As we head into the stretch run of the fantasy football season, a lot of critical thinking will be necessary for you to make the playoffs and make a run at the title.
Have you made the right decisions that place you at the top of your league’s standings? Or have injuries and bad luck ruined your mojo with you taking up residence at the bottom of the cellar?
In any event, don’t get too high or too low. That’s not to say that you can’t do better if you follow some certain strategies and avoid some pitfalls.
With that said, here are seven strategies to avoid when it comes to fantasy football.
It may sound blasphemous, but riding the hot hand and not reputation could spell ultimate doom.
Now, some will look to Chris Johnson and say reputation means squat. True, Johnson has been a colossal bust, but he is more the exception and not the rule.
Look at the slow start Frank Gore got off to this year, only rushing for 148 yards in his first three games. Since then, Gore has been a beast, rushing for 634 yards and four touchdowns. So if you started some other stiff who may have gotten off to a hot start (think Tim Hightower before his injury) instead of Gore in Week 4, then it could have done you in.
In other words, trust your studs.
People in my leagues do it all the time.
Someone will always fall in love with a receiver who just had a great breakthrough game and immediately go to the waiver wire and scoop him up.
The caveat here is this really doesn’t apply to rookies. They are a precocious bunch who can either go boom or bust (a la A.J. Green and Julio Jones). So, if a rookie breaks out, there is a decent chance they can keep it up, especially if they were a high draft choice in the NFL draft.

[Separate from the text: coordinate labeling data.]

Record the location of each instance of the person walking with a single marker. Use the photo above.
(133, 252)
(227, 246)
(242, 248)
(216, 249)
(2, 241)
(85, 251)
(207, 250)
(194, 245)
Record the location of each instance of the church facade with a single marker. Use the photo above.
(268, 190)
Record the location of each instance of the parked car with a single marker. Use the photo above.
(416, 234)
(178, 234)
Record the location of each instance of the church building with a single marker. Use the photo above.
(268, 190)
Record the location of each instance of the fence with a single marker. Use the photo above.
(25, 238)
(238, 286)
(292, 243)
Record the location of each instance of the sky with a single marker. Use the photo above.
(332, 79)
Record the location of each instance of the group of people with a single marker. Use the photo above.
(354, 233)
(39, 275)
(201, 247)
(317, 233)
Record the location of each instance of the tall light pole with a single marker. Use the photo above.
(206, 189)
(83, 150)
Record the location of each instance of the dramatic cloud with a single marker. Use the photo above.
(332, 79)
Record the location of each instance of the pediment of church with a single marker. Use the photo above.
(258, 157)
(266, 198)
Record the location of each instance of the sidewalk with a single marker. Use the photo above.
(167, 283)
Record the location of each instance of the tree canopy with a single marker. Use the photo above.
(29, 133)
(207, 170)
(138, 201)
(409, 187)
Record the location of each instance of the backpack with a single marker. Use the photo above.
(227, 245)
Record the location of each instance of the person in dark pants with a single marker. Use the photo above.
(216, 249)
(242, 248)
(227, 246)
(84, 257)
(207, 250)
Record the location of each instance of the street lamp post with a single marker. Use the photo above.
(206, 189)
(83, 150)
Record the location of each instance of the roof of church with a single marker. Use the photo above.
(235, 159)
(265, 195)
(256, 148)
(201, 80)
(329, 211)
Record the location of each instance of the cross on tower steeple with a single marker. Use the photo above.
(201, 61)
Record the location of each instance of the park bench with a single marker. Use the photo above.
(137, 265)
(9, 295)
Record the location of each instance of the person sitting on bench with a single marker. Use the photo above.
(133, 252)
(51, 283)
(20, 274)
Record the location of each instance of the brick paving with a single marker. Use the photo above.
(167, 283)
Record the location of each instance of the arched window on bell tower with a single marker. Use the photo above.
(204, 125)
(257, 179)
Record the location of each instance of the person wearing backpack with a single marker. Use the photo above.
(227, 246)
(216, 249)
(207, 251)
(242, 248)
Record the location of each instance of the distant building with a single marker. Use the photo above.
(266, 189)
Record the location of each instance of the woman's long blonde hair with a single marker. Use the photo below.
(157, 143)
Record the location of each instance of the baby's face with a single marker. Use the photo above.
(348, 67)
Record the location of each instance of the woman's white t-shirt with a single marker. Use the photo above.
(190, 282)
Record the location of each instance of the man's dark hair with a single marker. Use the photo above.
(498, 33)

No, I am talking about the vet who has been in the league for a few years who just had that breakout game. Here is a list of receivers who have had 100-plus-yards in a game this year but have yet to sustain their success:
The key is to grab receivers who have been in the league three years or less and are now getting new opportunities to succeed (i.e. Victor Cruz, Darrius Heyward-Bey, Michael Crabtree, Antonio Brown and Eric Decker).

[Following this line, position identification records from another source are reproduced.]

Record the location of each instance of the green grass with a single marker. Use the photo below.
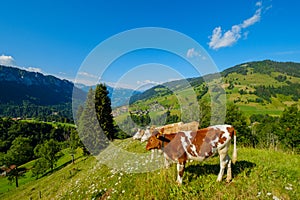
(258, 174)
(27, 178)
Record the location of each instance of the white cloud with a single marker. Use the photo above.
(192, 53)
(33, 69)
(230, 37)
(7, 60)
(86, 74)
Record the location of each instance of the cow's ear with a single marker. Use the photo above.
(161, 131)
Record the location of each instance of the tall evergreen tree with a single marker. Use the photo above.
(90, 132)
(19, 153)
(104, 111)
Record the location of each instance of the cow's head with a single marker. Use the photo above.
(153, 141)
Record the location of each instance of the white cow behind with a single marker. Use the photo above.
(138, 135)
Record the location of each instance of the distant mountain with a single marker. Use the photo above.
(32, 94)
(118, 96)
(261, 87)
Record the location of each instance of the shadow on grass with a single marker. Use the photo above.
(200, 169)
(60, 167)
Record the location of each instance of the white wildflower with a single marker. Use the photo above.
(275, 198)
(258, 194)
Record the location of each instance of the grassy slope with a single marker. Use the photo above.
(258, 174)
(245, 102)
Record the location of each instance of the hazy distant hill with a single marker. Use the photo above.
(32, 94)
(118, 96)
(263, 87)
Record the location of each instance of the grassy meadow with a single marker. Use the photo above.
(258, 174)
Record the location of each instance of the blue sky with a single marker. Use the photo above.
(55, 37)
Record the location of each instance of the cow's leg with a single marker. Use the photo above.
(152, 154)
(180, 170)
(229, 174)
(167, 161)
(224, 160)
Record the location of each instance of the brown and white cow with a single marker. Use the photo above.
(196, 145)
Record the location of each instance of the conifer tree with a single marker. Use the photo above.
(104, 111)
(90, 132)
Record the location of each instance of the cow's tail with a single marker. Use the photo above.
(234, 155)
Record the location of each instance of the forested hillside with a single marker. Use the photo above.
(33, 95)
(264, 87)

The message here is be patient.
Look at the success of guys like Arian Foster, LeGarrette Blount, Marques Colston, Brandon Lloyd, Julio Jones and Antonio Gates this year. All of the above have missed two-plus games and yet are very important members of countless fantasy squads.
Consider the severity of the injury and assess what can be had back if you drop said player. Say, even if Gates misses something like five games, his production in the other 7-11 (for fantasy schedules) games will be more than what a player of his replacement (a la a Jared Cook) would give you in the time he misses.

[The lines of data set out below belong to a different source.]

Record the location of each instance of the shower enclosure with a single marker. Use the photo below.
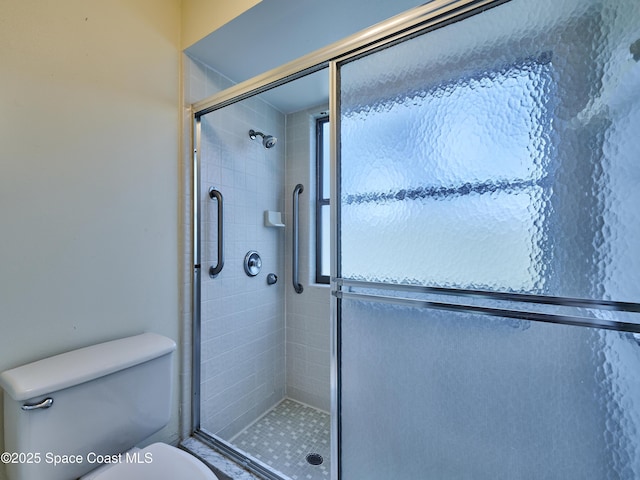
(485, 307)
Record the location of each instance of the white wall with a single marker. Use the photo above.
(89, 176)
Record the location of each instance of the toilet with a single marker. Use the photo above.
(80, 414)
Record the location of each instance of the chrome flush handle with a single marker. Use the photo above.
(46, 403)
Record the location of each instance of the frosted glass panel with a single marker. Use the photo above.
(442, 395)
(499, 153)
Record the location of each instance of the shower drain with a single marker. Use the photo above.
(314, 459)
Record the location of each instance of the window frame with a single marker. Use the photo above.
(321, 201)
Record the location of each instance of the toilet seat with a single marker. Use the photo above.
(164, 463)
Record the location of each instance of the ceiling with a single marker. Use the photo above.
(275, 32)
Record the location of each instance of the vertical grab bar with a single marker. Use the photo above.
(294, 260)
(214, 270)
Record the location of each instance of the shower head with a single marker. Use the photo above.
(267, 140)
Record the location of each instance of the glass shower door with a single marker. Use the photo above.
(488, 285)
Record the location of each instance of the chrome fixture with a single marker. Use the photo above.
(214, 270)
(267, 140)
(252, 263)
(297, 286)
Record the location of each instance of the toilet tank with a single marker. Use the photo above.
(105, 398)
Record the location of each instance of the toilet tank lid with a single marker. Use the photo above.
(79, 366)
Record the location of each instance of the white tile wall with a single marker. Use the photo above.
(259, 342)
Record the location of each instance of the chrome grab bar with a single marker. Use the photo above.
(46, 403)
(294, 260)
(214, 270)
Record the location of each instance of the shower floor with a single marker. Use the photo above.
(284, 437)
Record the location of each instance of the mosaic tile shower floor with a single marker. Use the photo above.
(285, 436)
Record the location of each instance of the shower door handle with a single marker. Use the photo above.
(214, 270)
(294, 260)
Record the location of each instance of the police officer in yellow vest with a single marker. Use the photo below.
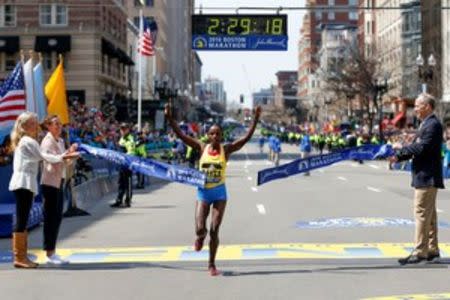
(128, 145)
(141, 151)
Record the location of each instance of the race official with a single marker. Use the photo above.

Call this the Tim Tebow rule.
While Tebow is mostly viewed as a dreadful NFL quarterback, the guy makes plays. He does enough with his legs to matter in fantasy. No one cares about completion percentages when he scores 20-plus points.
This also goes for running backs who get the majority of touches. While Jackie Battle and Marshawn Lynch are not elite talents, they still touch the ball on numerous plays. Just look at Lynch’s production this week (23 carries for 135 yards and a touchdown) for proof.
This is a tried and true mantra that holds true in any sort of fantasy league.
A player will go cold at times. It happens to everyone. Don’t get sucked into think you have damaged goods at all times.
Yes, there are busts (Mike Williams and of course Chris Johnson), but predicting who will be mediocre for the whole year can be a tricky proposition.
As I mentioned before, as long as a running back is touching the ball and getting carries, he’ll have fantasy relevance.
So, if you have the roster space, a second-string running back is not such a bad commodity to have. All it takes is a major injury to make someone like a Ricky Williams or a CJ Spiller impactful. We have already seen it with DeMarco Murray, Willis McGahee and Jackie Battle stepping up after starting the year low on the depth chart.
While kickers are a dime a dozen, that doesn’t mean they can’t serve a purpose.
If you can find the right kicker in the right situation, they can score in bunches. The key is getting a kicker who has the opportunity to put points on the board due to the fact they play behind high-scoring offenses.
Even better is getting a kicker whose team can put up points on the board while also kicking indoors. That’s what makes guys like John Kasay, Matt Bryant and Jason Hanson valuable.